Apesar da crescente digitalização dos hábitos de consumo, os resultados mostram que utilização e relevância não são necessariamente sinónimos. Os canais de televisão abertos mantêm-se como o meio mais credível para os portugueses, seguidos dos jornais e da rádio. A Havas Media Network explica que os meios tradicionais continuam a beneficiar do valor da curadoria editorial, da autoridade institucional e da confiança construída ao longo do tempo.
De acordo com o relatório, os motores de busca e as redes sociais lideram o consumo semanal entre os portugueses dos 15 aos 64 anos, seguidos pela rádio, pelos canais de televisão abertos e pelos conteúdos de imprensa. Já as aplicações de IA surgem já com uma utilização semanal de 68 %, ao mesmo nível da televisão por subscrição. Atualmente, a utilização é sobretudo funcional, associada à procura de informação, esclarecimento de dúvidas, comparação de alternativas e apoio à tomada de decisão.
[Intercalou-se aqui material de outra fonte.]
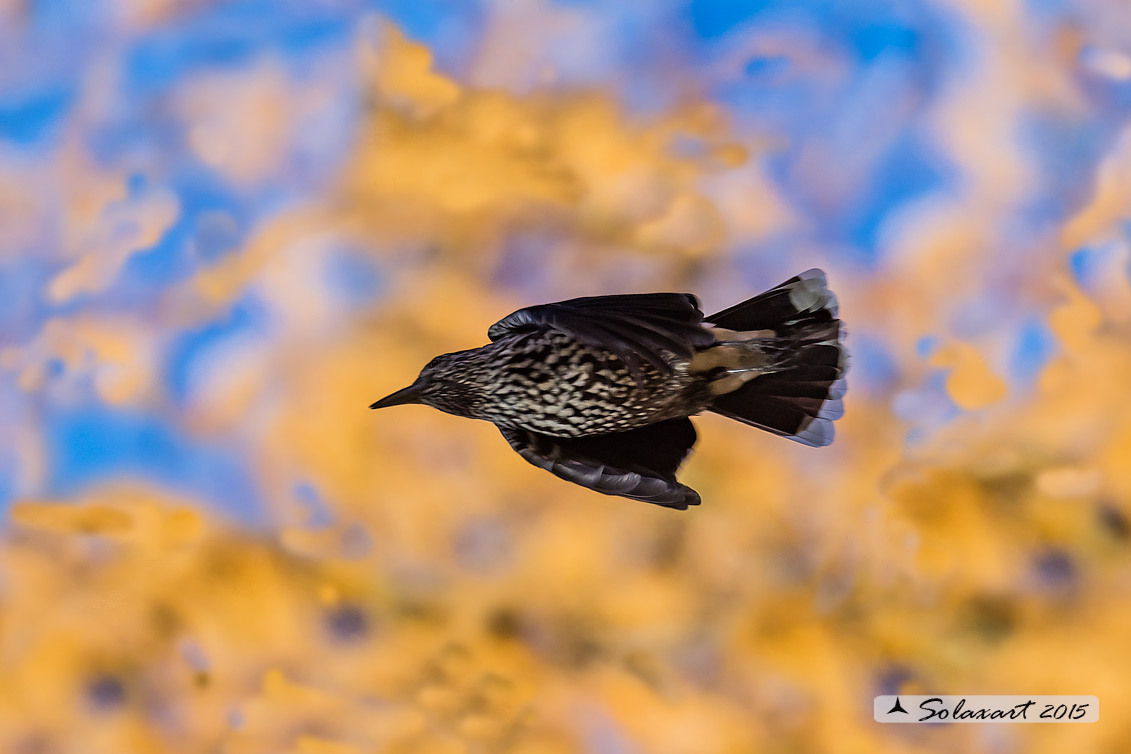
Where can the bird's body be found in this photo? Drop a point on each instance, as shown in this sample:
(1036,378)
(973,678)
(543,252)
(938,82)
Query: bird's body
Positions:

Por outro lado, as redes sociais reforçam o seu papel como ponto de entrada para o consumo mediático. São o meio mais associado ao entretenimento, destacam-se na descoberta de novos conteúdos, marcas e tendências e assumem uma importância crescente enquanto fonte de atualização diária. Ainda assim, esta relevância funcional não é acompanhada por níveis equivalentes de confiança.
Para a Insights e Strategy Director, estes resultados reforçam a importância de uma visão multifatorial dos meios. Na sua perspetiva, é “fundamental” compreender porque é que as pessoas utilizam cada meio e o que procuram em cada momento. “O papel das agências é ajudar as marcas a navegar esta complexidade, que exige uma orquestração delicada a vários níveis: públicos-alvo, formatos, canais de contacto e mensagens”, explica Sofia Vieira.